I loved and adored my dog Evie. I found her at the local shelter. She was just a puppy and house training was difficult. She was a mixed breed. I like to say part German Shepherd, part Beagle and because she was a scaredy-cat, part Chicken. She liked to stay indoors. :-). But soon we became good buddies and we had a lot of fun bike riding, walking, listening to records, and watching TV. I was also lucky because dogs were welcome at my place of work. She was with me all the time. After dinner (of course she was served first) we would watch TV. I swear she had favorite shows but what I found most amazing was that she understood feelings and emotions. She was very gentle and intuitive. I knew when she was bored, happy and sad. My previous dog was a male Golden Retriever and he was a hand-full. He was fear-less. I remember him jumping over a cliff because a friend of mine hurled a stick in that direction. I said OMG…he will die. But minutes later up the cliff he came with the stick. Truly amazing. He was always ready for an adventure. No hanging around the house with Ravel. We had a wonderful relationship and bond but not quite the same emotional bond as I did with Ms. Evie.

When I was feeling depressed she made sure we walked. I think she was walking me.
When I felt sad she tried to amuse me. And when we went on a bicycle ride I took water for both of us. I remember one time we were both tired after a bike ride. One of my neighbors stopped by the side of the road to say hello. I asked her if she would take Evie home in her truck. Evie didn’t know this person but she trusted me. And when I got back she was sitting by the front door waiting for lunch. She knew I would never put her in harm’s way. I also remember that Evie was not the most courageous dog in the world. She never would have followed that stick over the cliff. I remember if we heard noises outside (we lived in a wooded area) she would run to my bed. I would say fine thing…if that was a burglar…you would show him where the jewels were. And a very unusual aspect of her personality was that she never barked. She would jump up and look around but never bark. That was very unusual for a dog but Evie was an unusual dog. We had years of fun and enjoyment. I will never forget the night she passed away. I had the strangest experience that night. I felt her at my side. I felt a great loss but I also knew that in a sense she would always be with me. I smile when I look at her pictures and I still miss her because she was my best friend at a
time I needed a best friend.


Laci and Friends:

I am a simple country girl with PTSD. I have always had animals. I cannot imagine my life without them. I have cared for them, helped deliver them, rescued them, groomed them, trained them, and loved them.

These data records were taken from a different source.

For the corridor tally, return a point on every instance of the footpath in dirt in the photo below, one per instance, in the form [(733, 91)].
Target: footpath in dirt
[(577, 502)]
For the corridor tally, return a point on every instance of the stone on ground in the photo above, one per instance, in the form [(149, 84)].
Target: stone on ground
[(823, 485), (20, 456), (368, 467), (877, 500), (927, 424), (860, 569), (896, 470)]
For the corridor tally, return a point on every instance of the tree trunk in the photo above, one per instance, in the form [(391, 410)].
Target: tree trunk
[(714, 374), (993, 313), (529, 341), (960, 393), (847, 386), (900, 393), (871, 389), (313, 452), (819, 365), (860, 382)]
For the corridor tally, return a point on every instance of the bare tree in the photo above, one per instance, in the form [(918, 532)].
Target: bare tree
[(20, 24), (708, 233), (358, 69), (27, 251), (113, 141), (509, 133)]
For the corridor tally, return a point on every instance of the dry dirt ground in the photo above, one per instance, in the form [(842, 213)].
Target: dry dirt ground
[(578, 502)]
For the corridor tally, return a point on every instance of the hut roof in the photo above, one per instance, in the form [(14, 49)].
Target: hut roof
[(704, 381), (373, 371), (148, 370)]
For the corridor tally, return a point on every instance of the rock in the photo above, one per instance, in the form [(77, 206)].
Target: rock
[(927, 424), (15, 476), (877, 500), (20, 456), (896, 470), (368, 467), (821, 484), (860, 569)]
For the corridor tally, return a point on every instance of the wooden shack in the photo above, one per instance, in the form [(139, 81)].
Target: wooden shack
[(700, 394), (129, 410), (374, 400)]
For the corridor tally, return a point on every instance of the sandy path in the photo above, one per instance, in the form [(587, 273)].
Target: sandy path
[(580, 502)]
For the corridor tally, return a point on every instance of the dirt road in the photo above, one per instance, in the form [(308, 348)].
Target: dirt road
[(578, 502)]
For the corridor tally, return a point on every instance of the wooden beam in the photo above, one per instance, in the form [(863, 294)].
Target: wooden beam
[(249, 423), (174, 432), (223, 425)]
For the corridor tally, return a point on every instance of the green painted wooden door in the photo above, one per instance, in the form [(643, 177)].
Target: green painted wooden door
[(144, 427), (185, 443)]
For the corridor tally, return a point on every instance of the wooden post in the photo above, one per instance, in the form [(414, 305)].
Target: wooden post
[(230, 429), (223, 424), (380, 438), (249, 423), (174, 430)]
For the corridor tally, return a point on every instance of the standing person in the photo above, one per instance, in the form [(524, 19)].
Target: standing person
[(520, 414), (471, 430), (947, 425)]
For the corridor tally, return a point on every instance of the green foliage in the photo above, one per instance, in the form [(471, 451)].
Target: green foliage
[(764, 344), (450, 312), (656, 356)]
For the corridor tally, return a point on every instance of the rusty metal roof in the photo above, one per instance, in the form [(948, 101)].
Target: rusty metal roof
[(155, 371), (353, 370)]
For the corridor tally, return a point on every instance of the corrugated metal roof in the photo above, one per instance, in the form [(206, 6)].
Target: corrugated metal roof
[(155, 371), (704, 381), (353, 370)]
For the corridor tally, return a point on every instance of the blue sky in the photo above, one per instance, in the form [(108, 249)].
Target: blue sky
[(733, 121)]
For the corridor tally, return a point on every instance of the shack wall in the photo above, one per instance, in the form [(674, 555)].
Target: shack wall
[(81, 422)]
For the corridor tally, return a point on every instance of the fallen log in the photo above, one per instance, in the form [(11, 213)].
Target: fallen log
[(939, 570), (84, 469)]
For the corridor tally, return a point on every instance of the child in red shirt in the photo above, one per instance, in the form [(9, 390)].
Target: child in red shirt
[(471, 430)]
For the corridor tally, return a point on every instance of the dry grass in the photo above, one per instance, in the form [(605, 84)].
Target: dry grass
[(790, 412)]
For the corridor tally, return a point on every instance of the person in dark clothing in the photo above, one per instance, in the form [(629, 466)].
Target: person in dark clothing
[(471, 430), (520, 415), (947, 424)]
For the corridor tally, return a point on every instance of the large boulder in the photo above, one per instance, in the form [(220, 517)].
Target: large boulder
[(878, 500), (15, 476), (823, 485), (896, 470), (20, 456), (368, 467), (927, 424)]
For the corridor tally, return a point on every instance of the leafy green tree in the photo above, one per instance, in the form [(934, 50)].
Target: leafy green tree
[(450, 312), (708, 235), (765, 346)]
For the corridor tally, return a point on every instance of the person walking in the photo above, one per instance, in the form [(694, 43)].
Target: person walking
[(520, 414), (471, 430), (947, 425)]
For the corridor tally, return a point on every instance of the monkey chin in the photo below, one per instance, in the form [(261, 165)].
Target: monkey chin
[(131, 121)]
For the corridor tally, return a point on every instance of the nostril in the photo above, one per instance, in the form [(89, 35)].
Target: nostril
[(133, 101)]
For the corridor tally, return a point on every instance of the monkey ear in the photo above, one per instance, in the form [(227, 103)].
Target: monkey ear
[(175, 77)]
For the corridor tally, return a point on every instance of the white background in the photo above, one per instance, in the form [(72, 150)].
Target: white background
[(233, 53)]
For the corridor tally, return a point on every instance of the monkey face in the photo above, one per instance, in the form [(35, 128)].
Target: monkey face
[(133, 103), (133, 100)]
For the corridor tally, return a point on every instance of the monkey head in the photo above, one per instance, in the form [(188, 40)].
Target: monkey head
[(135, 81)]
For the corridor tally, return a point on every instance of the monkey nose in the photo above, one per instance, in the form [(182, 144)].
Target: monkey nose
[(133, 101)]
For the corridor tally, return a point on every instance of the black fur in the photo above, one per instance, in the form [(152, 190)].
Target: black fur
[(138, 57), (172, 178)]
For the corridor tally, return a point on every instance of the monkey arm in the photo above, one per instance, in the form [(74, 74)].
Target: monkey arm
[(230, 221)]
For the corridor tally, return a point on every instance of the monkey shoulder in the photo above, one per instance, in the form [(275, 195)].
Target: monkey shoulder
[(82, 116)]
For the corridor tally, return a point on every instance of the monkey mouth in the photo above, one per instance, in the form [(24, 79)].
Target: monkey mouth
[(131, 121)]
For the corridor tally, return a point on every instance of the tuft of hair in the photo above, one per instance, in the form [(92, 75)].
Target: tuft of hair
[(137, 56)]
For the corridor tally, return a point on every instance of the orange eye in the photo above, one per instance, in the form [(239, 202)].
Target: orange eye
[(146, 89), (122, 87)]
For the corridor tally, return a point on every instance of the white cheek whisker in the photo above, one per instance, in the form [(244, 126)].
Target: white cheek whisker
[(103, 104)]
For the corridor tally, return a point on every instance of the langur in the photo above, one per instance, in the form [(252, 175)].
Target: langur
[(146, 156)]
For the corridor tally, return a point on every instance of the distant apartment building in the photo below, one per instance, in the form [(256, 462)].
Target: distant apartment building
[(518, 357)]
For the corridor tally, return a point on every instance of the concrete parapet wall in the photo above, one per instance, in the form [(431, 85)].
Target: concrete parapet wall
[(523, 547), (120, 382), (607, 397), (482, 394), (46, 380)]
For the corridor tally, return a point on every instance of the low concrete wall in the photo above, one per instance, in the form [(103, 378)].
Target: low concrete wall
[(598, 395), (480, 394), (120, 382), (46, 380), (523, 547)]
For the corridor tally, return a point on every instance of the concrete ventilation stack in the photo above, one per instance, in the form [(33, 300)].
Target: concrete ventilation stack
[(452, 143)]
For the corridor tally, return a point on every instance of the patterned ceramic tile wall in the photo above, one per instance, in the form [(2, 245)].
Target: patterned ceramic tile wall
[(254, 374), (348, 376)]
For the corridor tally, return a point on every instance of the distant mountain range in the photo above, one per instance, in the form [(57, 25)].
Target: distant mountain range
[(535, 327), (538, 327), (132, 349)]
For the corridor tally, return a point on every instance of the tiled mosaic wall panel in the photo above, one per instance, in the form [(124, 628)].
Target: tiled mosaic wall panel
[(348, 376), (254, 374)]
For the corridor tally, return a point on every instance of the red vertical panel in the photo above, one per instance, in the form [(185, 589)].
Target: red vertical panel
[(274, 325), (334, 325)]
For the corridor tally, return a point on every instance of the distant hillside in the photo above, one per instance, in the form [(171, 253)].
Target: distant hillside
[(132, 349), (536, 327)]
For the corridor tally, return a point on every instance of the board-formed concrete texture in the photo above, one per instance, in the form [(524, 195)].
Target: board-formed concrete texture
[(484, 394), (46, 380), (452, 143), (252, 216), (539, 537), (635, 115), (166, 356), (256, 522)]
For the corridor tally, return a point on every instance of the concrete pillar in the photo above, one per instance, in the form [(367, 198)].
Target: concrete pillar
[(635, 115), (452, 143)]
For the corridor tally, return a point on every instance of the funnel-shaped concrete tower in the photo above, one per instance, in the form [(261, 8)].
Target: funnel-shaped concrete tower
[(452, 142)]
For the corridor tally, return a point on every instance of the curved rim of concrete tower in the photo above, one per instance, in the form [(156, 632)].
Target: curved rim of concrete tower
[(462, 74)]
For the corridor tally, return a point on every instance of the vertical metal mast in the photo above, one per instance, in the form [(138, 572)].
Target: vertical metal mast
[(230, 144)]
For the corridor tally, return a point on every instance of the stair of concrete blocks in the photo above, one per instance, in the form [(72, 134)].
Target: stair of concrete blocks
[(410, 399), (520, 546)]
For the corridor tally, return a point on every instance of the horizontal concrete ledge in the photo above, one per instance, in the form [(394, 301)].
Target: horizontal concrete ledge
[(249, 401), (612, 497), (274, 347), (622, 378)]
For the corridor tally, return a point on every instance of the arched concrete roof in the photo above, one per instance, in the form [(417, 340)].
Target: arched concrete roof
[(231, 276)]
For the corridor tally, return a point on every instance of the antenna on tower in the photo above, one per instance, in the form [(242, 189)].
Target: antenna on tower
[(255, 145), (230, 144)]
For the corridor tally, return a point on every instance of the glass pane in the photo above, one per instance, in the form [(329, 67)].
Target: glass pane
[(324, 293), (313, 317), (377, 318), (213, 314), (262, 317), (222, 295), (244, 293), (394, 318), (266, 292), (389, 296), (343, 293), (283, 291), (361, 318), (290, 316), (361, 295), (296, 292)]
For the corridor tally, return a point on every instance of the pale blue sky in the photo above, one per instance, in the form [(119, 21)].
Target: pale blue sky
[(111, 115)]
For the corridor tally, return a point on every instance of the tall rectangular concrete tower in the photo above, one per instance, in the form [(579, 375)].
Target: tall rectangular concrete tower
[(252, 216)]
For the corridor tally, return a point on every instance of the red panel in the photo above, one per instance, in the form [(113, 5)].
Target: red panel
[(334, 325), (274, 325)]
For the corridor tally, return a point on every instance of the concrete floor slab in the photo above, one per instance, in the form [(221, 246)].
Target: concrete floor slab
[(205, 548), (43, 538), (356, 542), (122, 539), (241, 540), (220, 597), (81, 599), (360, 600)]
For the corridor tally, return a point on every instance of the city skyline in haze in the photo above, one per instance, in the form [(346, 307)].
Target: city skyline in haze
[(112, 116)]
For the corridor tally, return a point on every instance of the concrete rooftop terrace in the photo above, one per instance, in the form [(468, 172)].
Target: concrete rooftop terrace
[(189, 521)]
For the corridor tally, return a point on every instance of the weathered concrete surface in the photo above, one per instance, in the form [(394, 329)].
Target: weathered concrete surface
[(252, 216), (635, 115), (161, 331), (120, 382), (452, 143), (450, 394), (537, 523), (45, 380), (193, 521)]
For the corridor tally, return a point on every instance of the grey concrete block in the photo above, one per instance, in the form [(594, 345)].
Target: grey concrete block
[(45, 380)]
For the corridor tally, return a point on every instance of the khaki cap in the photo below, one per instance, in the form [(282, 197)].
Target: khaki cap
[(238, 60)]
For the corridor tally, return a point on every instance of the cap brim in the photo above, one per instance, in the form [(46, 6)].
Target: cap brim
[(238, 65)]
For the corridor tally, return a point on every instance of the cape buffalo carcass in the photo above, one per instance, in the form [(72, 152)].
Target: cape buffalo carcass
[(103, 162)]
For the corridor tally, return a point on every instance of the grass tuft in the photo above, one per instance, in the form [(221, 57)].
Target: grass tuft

In some of my deepest and darkest moments in life there has always been an animal that has kept me going day after day. Knowing that they have physical and emotional needs is a motivational factor that helped me through many tough times. I believe that animals help people with PTSD.

When humans can be cruel, evil and plain stupid, senseless, and selfish there is always an animal that helps bring back the important things in life. Animal creatures help me remain a spiritual person. Obviously an intelligent creator designed all the variety of wonderful animals to bring us joy. Humans can be stimulated by their sheer beauty, playfulness, affection, instincts, and intelligence. They help teach us and we can learn from them.